[Gelder, Arend Hendrik van]
GELDER (Arend Hendrik van), geb. te Amsterdam 11 Jan. 1756, overl. ald. 18 Aug. 1819. Zijn ouders waren Arend van Gelder en Susanna Oortman. Reeds in 1773 werd hij doopsgezind predikant te Middelie c.a. In 1779 ging hij naar Westzaan-Zuid en nog in hetzelf de jaar naar Amsterdam, bij de gemeente der ‘Zonisten’. Een poging tot vereeniging van de doopsgezinde gemeente ‘het Lam’ en ‘de Toren’ mislukte in 1795, maar slaagde 22 April 1801. Hij was lid van het hoofdbestuur van de Maatschappij tot Nut van 't Algemeen en had groote liefde voor de natuur. Dit blijkt uit de volgende uitgaven: Redevoeringen over onderwerpen uit de natuurlijke historie, twee stukken (Amst. 1813 en 1816); Drie redevoeringen ter opening van de Algemeene Vergadering (in 1797, 1804, 1810); artikelen in Mengelingen en de Almanak, door het ‘Nut’ uitgegeven; bijdragen in Algemeene denkbeelden voor het nationaal onderwijs, en in Algemeen woordenboek van kunsten en wetenschappen van G. Nieuwenhuis.

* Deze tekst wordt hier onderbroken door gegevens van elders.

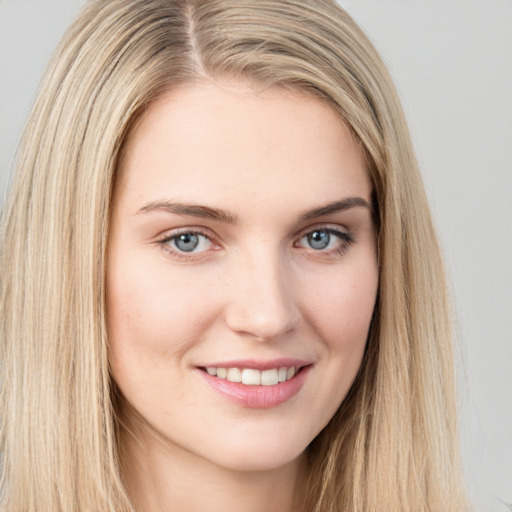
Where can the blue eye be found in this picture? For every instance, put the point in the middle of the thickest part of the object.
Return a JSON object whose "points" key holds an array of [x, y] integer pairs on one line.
{"points": [[189, 242], [318, 240], [326, 240]]}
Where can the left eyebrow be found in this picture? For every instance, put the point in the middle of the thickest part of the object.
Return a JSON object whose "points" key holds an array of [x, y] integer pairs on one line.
{"points": [[335, 207]]}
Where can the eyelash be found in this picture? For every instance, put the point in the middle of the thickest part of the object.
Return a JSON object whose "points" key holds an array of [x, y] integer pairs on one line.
{"points": [[345, 240]]}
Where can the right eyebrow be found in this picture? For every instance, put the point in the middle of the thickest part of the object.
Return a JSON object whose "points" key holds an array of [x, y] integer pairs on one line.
{"points": [[193, 210]]}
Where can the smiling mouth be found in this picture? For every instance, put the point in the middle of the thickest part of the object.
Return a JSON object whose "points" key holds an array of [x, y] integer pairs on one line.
{"points": [[254, 377]]}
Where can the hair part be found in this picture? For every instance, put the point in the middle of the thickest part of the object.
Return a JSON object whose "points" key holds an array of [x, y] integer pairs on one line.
{"points": [[392, 446]]}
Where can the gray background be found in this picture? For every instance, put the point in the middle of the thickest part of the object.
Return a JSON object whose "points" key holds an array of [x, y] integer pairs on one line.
{"points": [[452, 62]]}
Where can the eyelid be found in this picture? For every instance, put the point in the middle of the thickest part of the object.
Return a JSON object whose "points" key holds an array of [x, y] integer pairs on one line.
{"points": [[345, 237], [169, 235]]}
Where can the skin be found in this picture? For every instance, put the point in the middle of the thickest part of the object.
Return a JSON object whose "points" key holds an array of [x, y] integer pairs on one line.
{"points": [[253, 289]]}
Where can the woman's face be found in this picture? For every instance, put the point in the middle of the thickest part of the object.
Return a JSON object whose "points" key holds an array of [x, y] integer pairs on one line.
{"points": [[242, 245]]}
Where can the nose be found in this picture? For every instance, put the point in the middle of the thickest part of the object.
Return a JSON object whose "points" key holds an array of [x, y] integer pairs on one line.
{"points": [[262, 303]]}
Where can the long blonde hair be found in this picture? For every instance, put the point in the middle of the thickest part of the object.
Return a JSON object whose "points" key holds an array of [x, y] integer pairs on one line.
{"points": [[392, 446]]}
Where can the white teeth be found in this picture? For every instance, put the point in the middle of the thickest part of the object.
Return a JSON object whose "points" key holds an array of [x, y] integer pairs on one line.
{"points": [[252, 377], [269, 377], [234, 375], [290, 372]]}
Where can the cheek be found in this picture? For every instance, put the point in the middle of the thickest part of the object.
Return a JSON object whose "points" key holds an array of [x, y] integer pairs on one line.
{"points": [[153, 317], [342, 308]]}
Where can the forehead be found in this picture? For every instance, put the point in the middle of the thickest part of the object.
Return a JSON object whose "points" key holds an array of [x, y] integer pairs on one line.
{"points": [[231, 142]]}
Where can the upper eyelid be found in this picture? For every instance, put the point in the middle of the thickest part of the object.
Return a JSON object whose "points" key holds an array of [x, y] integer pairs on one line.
{"points": [[206, 232]]}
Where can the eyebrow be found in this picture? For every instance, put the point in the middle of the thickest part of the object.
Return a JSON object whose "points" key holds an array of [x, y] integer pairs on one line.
{"points": [[335, 207], [194, 210], [207, 212]]}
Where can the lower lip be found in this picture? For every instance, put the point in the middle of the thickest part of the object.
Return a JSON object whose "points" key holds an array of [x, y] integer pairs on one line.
{"points": [[258, 397]]}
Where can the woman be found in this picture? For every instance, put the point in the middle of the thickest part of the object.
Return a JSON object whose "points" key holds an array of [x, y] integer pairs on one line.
{"points": [[217, 268]]}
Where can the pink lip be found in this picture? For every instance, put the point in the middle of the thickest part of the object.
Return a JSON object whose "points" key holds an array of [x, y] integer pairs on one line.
{"points": [[256, 364], [261, 397]]}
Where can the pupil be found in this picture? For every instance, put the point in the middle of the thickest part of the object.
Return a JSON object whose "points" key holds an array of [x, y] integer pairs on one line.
{"points": [[319, 239], [187, 242]]}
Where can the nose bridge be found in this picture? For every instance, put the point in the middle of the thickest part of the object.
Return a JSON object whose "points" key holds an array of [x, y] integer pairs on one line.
{"points": [[261, 299]]}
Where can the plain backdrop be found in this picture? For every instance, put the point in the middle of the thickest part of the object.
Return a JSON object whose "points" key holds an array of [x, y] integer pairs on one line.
{"points": [[452, 63]]}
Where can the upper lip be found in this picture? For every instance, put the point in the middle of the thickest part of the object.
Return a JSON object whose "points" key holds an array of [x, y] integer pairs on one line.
{"points": [[256, 364]]}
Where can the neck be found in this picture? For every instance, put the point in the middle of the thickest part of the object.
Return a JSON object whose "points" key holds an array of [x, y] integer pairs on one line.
{"points": [[160, 477]]}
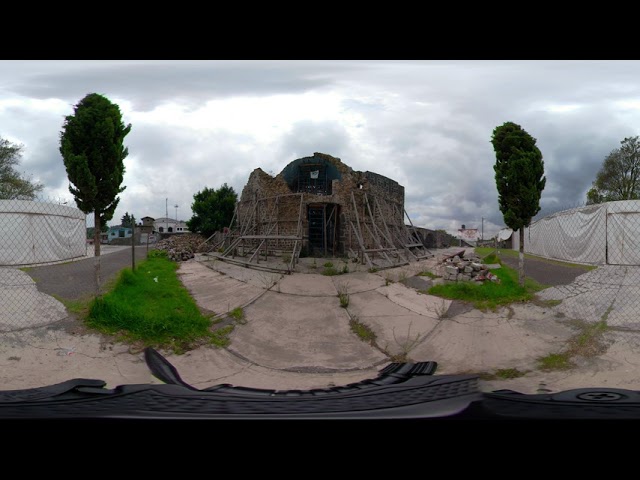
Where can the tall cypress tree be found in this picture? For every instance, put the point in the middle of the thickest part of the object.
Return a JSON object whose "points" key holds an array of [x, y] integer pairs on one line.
{"points": [[91, 144], [519, 177], [92, 148]]}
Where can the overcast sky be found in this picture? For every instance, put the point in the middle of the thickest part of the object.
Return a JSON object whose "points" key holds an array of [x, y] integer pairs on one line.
{"points": [[426, 124]]}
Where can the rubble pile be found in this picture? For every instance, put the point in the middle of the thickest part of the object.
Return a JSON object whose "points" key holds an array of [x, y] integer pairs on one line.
{"points": [[457, 268], [181, 247]]}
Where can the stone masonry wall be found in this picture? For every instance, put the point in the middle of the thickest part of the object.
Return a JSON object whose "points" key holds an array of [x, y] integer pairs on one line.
{"points": [[260, 186]]}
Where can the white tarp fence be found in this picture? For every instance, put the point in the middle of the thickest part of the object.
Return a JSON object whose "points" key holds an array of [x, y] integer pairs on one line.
{"points": [[595, 234], [37, 232]]}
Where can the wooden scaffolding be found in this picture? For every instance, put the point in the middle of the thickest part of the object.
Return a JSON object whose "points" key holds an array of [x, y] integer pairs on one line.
{"points": [[266, 233], [382, 239]]}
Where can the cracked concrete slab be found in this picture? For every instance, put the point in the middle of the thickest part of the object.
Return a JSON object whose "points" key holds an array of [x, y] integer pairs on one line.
{"points": [[311, 285], [214, 291], [357, 282], [409, 298], [22, 305], [310, 334], [483, 341], [296, 332]]}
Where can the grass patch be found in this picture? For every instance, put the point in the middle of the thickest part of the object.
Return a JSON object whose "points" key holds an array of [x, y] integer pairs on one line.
{"points": [[151, 306], [490, 295], [588, 342], [507, 373], [487, 251], [550, 303], [330, 271], [491, 258], [361, 330], [428, 274], [555, 361], [238, 315], [344, 299]]}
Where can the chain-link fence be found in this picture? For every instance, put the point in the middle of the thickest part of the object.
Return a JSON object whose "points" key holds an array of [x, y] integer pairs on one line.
{"points": [[34, 233], [605, 239]]}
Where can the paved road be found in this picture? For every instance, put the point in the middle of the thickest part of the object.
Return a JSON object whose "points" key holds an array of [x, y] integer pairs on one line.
{"points": [[74, 280], [546, 272]]}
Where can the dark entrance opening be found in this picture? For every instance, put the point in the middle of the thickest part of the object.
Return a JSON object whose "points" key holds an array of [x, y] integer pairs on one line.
{"points": [[323, 228]]}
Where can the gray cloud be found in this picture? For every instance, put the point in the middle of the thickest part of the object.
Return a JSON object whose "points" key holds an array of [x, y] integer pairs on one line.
{"points": [[426, 124], [148, 84]]}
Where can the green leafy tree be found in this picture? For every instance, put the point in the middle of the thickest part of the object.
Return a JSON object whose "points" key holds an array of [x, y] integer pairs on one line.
{"points": [[127, 220], [520, 180], [212, 210], [91, 144], [13, 185], [619, 176]]}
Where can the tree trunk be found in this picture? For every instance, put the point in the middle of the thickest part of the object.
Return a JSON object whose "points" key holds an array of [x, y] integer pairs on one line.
{"points": [[521, 258], [96, 259]]}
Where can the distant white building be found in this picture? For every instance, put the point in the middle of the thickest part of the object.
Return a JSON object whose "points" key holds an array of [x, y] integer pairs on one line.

Voorts is hij bekend om zijn bijdragen in den Grooten bundel, een gezangboek bij de godsdienstoefeningen in gebruik; ongeveer 25 liederen zijn van hem. Zijn Leerrede over ps. 118: 23-25.... (Amst. 1795) wordt niet geroemd. Eindelijk bewerkte hij een Naamlijst der doopsgez. gemeente en leeraren.... (Amst. 1815). Bij de oprichiting van de ‘Algemeene doopsgezinde sociëteit’ in 1811 was hij een der bestuurders.
Zie: de Bie en Loosjes, Biogr. Woordenboek van Protest. Godgel. in Ned. III, 198 v.; Doopsgezinde Bijdragen 1869, 25.